No circularity: empirical case study with standard model fitting and evaluation

full rationale

This is a purely empirical case study that fits logistic regression and random forest models to predict hospitalization from ALI components (or summaries) on 1000 patients, then reports AUC on in-sample data and cross-validation. No derivation chain, uniqueness theorem, ansatz, or mathematical prediction is claimed; performance metrics are computed directly from fitted models on the observed data splits. The pattern-submodel comparison is a standard missing-data handling technique evaluated via cross-validation, with no reduction of outputs to inputs by construction. Self-citations are absent from the load-bearing claims.

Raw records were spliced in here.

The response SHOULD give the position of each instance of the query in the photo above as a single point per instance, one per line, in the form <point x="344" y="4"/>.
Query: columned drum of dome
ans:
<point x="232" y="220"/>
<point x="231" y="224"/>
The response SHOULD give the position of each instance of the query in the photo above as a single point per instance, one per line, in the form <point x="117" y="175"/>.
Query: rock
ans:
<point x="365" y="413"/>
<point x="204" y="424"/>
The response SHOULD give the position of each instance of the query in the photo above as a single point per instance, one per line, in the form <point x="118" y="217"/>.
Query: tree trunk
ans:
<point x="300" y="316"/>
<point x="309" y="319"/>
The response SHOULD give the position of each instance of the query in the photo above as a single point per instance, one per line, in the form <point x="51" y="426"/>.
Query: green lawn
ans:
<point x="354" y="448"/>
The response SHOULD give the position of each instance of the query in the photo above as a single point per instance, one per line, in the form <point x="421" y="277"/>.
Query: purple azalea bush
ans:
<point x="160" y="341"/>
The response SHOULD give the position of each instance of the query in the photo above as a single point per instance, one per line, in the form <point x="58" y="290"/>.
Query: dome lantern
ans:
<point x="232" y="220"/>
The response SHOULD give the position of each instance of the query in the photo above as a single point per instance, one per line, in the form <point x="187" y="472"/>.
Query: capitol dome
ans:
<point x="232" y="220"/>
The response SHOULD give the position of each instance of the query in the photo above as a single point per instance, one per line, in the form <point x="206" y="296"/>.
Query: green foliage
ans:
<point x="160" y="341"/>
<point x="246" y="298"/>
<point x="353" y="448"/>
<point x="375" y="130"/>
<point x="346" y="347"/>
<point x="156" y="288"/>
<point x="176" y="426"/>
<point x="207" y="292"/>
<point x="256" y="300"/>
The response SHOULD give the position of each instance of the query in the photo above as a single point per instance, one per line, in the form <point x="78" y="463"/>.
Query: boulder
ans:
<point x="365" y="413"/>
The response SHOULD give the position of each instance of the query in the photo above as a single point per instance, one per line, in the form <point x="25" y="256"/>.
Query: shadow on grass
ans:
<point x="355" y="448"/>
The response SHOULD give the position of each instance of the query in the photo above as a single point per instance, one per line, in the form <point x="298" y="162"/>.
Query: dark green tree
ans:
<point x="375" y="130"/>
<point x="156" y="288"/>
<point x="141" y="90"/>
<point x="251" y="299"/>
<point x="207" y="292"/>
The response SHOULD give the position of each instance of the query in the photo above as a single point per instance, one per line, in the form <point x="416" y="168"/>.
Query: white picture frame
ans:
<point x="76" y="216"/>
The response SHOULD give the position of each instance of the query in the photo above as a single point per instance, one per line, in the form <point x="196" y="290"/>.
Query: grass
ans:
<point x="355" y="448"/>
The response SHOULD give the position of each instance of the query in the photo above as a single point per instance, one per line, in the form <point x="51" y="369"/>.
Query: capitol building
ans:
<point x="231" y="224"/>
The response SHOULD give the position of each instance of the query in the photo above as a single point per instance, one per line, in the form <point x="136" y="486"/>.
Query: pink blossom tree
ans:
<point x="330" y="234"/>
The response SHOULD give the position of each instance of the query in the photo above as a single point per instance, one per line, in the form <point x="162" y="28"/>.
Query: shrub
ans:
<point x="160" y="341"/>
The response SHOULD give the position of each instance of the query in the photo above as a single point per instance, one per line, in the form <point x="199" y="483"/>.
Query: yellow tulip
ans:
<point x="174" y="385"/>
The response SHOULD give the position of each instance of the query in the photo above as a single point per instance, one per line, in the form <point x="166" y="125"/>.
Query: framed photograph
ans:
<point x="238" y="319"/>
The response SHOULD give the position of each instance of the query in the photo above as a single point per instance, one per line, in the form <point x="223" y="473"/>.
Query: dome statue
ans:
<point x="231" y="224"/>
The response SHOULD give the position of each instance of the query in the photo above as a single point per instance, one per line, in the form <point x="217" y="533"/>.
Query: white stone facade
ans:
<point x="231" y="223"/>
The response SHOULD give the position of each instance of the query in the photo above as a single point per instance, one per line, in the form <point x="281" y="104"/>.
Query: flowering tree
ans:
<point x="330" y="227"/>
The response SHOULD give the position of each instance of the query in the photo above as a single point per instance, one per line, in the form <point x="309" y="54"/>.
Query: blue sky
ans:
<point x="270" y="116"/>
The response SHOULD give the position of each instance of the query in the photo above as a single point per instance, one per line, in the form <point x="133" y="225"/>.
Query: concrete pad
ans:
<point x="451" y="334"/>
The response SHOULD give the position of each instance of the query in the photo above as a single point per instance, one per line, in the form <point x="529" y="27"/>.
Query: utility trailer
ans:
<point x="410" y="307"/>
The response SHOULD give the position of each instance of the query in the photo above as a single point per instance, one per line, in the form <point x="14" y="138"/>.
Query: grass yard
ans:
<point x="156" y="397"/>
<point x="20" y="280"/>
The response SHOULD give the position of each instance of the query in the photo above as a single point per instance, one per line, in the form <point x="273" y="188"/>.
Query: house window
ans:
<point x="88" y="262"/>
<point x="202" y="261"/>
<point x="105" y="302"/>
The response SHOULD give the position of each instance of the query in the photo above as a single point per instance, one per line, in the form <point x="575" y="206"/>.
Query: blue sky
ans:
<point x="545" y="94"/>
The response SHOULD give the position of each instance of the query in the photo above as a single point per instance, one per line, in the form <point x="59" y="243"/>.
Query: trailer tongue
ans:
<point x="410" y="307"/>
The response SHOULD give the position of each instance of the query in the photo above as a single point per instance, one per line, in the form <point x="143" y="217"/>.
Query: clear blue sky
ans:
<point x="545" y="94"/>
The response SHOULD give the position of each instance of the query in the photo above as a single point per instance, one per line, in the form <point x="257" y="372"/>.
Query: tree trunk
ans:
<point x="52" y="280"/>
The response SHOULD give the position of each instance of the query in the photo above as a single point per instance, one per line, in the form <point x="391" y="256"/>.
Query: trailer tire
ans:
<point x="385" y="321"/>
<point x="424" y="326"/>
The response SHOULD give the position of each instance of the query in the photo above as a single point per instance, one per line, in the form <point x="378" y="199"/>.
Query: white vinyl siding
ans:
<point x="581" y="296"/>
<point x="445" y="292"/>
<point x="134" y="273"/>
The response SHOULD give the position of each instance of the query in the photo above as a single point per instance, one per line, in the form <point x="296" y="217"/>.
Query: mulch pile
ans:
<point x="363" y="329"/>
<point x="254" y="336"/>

The analysis is self-contained against external benchmarks (AUC on held-out folds) and does not invoke any of the enumerated circularity patterns.

Axiom & Free-Parameter Ledger

0 free parameters · 1 axioms · 0 invented entities

The central claim rests on standard domain assumptions about the validity of ALI components and the representativeness of a single-site EHR sample; no free parameters or invented entities are introduced beyond ordinary regression coefficients.

axioms (1)
  • domain assumption The ten ALI components validly capture body-system stress and can be treated as observed or missing at random conditional on observed covariates.
    Invoked when the paper treats missing components as fillable via summary or pattern methods without further validation.